Cloud Migration — Part 2

yaron edry
8 min readAug 24, 2019

--

In my previous post, I focused on virtual machines migration with Velostrata. The purpose of this post is to explore migration options for other cloud services and DBs from AWS to GCP.

Relational DBs:

DMS (Database Migration Service) is an AWS Service which helps you migrate databases quickly and securely. Define the source DB endpoint and the destination. Set an ongoing migration task which occurs in the background with zero interference to your live environment.

  1. Go to GCP dashboard, enter the SQL menu and create an instance MySQL or PostgreSQL, make sure to choose the Region, Zone, and network of which your resources reside.
GCP dashboard — SQL service

2. Go to AWS console and navigate to the DMS dashboard

3. Create an endpoint. see an “active” status:

4. Go to Database migration task and ‘create’ a job

The process itself is pretty fast and 500GB migrated in a matter of 1–2 days, however, it's important to note that after the data transfer was completed, our web-apps ran into errors because of missing primary keys and Auto Increment (PK,AI) definitions in the tables schemas.

Solution:

  • Since it is really a minor issue I suggest to enforce these configs on the schemas with a UI:
MySQL workbench UI — mark PK and AI in your ID field and apply the changes
  • or simply query it:
ALTER TABLE `table_name` 
CHANGE COLUMN `id` `id` INT(11) NOT NULL AUTO_INCREMENT ,
ADD PRIMARY KEY (`id`);

For any issues or errors:

A. Make sure firewall rules/SG enabling this transfer.

B. Use CloudWatch for Troubleshooting — it's not cheap but it's very useful.

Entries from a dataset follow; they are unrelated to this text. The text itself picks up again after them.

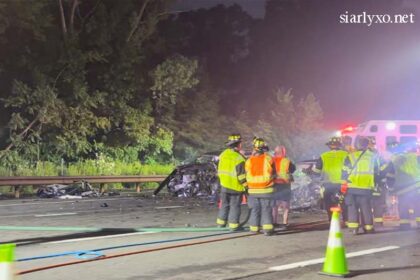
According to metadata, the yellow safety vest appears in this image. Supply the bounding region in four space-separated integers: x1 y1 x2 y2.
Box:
348 150 376 190
321 150 348 184
392 153 420 187
273 156 290 184
217 149 246 192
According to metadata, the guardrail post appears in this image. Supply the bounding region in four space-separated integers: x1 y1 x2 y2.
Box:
15 186 22 198
99 183 106 194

Load Balancers and Certificates

If you have web apps running on AWS you probably have LBs and SSL certificates configured in the AWS EC2 LBs and in the Certificate Manager:

Now, there is a nice guide here on how to create LBs in GCP, but before you can create an SSL certificate (google issued) in GCP you need to remove the existing certificate for the specific domain you wish to migrate on AWS (in my example above: go to Action=>Delete

deleting the certificate for the xxx.mydomain.com before issuing a new certificate on GCP

Important: attempting to issue a new certificate for the subdomain of your service will result in a never-ending “PROVISIONING” status. In general, if the PROVISIONING takes longer than 20 minutes, remove the certificate and try again.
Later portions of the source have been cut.